A self-balancing interval tree is a specialized binary search tree designed to efficiently store and query intervals.

It maintains intervals sorted by their low endpoints and augments each node with a max_high attribute, representing the maximum high endpoint in its subtree. This max_high value enables efficient overlap searching by pruning the search space. Self-balancing mechanisms, such as Red-Black or AVL trees, ensure logarithmic time complexity for operations.

Key Features:

  • Stores intervals (low, high).
  • Nodes ordered by low endpoints.
  • max_high attribute at each node for efficient overlap search.
  • Self-balancing (e.g., using Red-Black tree logic) for O(log n) operations.

Operations:

  • Insertion: O(log n) - Adds a new interval, maintaining balance and updating max_high.
  • Overlap Search: O(log n) - Finds intervals overlapping a query interval using max_high for pruning.
  • Deletion: O(log n) - Removes an interval, maintaining balance and updating max_high.

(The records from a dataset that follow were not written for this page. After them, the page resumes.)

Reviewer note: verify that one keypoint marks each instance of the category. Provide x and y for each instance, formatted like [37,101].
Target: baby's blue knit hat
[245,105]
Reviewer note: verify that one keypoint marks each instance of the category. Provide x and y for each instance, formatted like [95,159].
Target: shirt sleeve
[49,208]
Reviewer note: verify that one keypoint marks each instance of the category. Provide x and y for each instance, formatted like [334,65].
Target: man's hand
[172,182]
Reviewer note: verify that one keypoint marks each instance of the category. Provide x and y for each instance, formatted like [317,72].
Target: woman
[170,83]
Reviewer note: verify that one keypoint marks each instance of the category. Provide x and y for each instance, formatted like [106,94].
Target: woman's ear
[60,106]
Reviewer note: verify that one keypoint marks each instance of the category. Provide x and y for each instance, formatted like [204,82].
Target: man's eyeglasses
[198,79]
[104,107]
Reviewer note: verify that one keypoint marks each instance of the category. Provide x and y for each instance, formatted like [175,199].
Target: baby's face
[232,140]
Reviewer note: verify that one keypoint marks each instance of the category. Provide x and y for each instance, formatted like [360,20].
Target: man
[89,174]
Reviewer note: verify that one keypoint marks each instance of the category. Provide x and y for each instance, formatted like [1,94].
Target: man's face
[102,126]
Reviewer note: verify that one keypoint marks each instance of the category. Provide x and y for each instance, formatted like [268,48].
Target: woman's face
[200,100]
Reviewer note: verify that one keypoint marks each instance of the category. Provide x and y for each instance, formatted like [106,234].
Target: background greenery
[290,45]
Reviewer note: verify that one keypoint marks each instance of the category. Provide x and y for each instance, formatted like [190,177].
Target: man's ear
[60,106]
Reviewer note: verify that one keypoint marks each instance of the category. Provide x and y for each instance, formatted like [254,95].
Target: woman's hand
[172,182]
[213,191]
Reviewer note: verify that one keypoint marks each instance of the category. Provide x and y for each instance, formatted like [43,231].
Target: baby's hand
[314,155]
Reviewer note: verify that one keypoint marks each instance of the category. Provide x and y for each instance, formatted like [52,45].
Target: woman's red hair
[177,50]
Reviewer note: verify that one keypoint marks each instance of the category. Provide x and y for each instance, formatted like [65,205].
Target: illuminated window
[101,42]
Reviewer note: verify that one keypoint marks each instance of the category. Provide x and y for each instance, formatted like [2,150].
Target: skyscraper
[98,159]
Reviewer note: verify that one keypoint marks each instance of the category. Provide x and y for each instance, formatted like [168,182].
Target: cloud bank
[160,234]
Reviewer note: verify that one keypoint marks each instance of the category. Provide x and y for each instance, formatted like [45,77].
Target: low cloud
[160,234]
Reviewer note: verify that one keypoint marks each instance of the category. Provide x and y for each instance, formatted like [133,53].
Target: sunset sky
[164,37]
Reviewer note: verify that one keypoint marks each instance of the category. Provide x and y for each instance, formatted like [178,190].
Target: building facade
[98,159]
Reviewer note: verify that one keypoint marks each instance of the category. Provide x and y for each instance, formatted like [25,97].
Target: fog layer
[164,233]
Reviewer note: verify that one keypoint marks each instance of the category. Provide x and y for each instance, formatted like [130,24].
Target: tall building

Space Complexity: O(n), where n is the number of intervals.

Use Cases:

  • Calendar scheduling
  • Computational geometry
  • Genomics
  • Database indexing
  • Resource allocation

In essence, this data structure provides a fast and efficient way to manage and query interval data, particularly for finding overlaps.

Structs

  • Interval: A half-open interval [start, end) that represents a range of values.
  • IntervalTree: An interval tree data structure for efficient range queries.

Traits

  • IntervalElement: The trait denotes a trait composition of the CollectionElement, Writable, Intable, and Comparable traits. Which is also subtractable.
  • IntervalPayload: The trait denotes a trait composition of the CollectionElement, Stringable, and Comparable traits.